Wonderful work. But don't you have four other dogs? :wink:


----------



## faerie (Mar 27, 2010)

LOL! 

yes, i do ... i have them represented on my other arm in a white celtic stylized dog. 

:aetsch:


----------



## tokipoke (Sep 3, 2011)

I love how the hair looks on tattoo Temperance!


----------



## Fluffyspoos (Aug 11, 2009)

Beautifully done!


----------



## pudel luv (Jan 23, 2010)

faerie said:


> LOL!
> 
> yes, i do ... i have them represented on my other arm in a white celtic stylized dog.
> 
> :aetsch:


OK ...it's show and tell time ... hint, hint :wink:.

Your tatoo artist/friend has some real talent.

Temperance is lucky to have such a cool and dedicated mom.


----------



## Lily's-Mom (May 31, 2012)

WOW - very cool tattoo. How long did that take to do? I always wanted a tattoo, but am a chicken too. Very talented tattoo artist, that definitely looks like Temperance. Does the woman look like you too (blond hair/blue eyes)?


----------



## sophiebonita (Jul 10, 2012)

Beautiful!!!


Sent from my iPhone using PG Free


----------



## faerie (Mar 27, 2010)

thanks everyone.
this tattoo took about 6 hours in 2 sittings.


----------



## KidWhisperer (Apr 3, 2012)

I'm not a tattoo fan, but that artwork is STUNNING! I've never seen anything like it.


----------



## Jacamar (Jun 2, 2012)

Wow, amazing work!!


----------



## petitpie (Nov 16, 2011)

Did she use a picture of Temperance? Very nice!


----------



## Nawal (Mar 3, 2012)

That's so...I am trying to look for a nicer word but...badass!!

I love it!


----------



## faerie (Mar 27, 2010)

petitpie said:


> Did she use a picture of Temperance? Very nice!

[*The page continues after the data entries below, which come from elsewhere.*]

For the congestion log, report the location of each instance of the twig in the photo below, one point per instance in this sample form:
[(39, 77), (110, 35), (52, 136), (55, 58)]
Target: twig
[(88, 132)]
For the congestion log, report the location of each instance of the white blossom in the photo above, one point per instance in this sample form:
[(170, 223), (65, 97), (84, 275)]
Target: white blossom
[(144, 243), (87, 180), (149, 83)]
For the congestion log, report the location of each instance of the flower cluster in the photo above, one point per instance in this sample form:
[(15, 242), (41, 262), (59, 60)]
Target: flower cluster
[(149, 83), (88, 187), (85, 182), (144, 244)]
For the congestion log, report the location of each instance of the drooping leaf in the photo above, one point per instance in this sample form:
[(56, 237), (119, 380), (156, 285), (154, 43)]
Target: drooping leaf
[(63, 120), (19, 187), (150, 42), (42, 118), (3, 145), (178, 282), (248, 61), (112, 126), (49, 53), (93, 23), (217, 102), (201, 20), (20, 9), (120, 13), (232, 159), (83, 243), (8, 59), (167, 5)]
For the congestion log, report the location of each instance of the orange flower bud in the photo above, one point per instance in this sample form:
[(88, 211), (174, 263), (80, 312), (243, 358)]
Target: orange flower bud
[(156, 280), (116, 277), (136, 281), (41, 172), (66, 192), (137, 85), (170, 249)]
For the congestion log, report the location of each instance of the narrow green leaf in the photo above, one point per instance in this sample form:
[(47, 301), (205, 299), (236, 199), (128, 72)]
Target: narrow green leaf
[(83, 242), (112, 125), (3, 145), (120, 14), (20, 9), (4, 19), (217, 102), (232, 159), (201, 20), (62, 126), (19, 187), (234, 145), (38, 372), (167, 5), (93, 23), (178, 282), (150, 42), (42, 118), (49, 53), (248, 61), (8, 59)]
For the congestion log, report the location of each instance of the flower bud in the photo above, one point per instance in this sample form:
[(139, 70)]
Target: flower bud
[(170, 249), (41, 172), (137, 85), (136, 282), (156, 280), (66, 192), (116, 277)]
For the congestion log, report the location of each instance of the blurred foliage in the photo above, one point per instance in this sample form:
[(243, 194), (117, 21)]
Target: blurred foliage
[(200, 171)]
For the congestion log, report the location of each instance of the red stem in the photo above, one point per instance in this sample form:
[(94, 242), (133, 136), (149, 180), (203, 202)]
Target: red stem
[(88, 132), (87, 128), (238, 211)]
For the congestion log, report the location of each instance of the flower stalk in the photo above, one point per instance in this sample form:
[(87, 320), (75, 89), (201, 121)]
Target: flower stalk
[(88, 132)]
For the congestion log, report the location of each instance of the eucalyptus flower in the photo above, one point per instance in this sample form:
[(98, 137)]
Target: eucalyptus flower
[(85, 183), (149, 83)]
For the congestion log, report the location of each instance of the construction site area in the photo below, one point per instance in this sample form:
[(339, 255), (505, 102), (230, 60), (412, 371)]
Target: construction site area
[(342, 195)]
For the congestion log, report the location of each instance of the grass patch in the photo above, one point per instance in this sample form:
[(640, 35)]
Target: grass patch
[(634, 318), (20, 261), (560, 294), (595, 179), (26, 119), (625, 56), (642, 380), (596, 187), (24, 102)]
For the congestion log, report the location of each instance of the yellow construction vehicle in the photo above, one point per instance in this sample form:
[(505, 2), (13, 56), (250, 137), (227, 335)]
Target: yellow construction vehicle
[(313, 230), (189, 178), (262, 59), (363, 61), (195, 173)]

she has met temperance in real life and is my friend on facebook so has seen pics of her. she also had some other pics she pulled off the internet of lighter dogs so she could study the face. i love the stylized poodle vs. a more realistic poodle tattoo. 
and the lady is amazing (and no, i don't think i look like her!)


----------



## Huxtable (Feb 19, 2012)

very very cool and beautifully done... I didn't know/realize how popular "dog portrait tattoos" were until recently on a site i just joined... yours is definitely one of a kind! I've mostly seen pugs/french bulldogs/bulldogs/etc, this is the first poodle  (Dog Tattoos)


----------



## Poodlemama99 (Feb 12, 2010)

Awesome ink. 


Sent from my iPad using PG Free


----------



## Joelly (May 8, 2012)

Wow! Its beautiful. I wish I am brave like that. I'm so scare of needle.


----------



## faerie (Mar 27, 2010)

I'm not scared of tattoo needles, but if i have to have my blood drawn i want to cry. LOL!

someone asked if i looked like that woman in the tattoo and no ... not at all. this is what i look like.


My Girly and me by faerie made, on Flickr


----------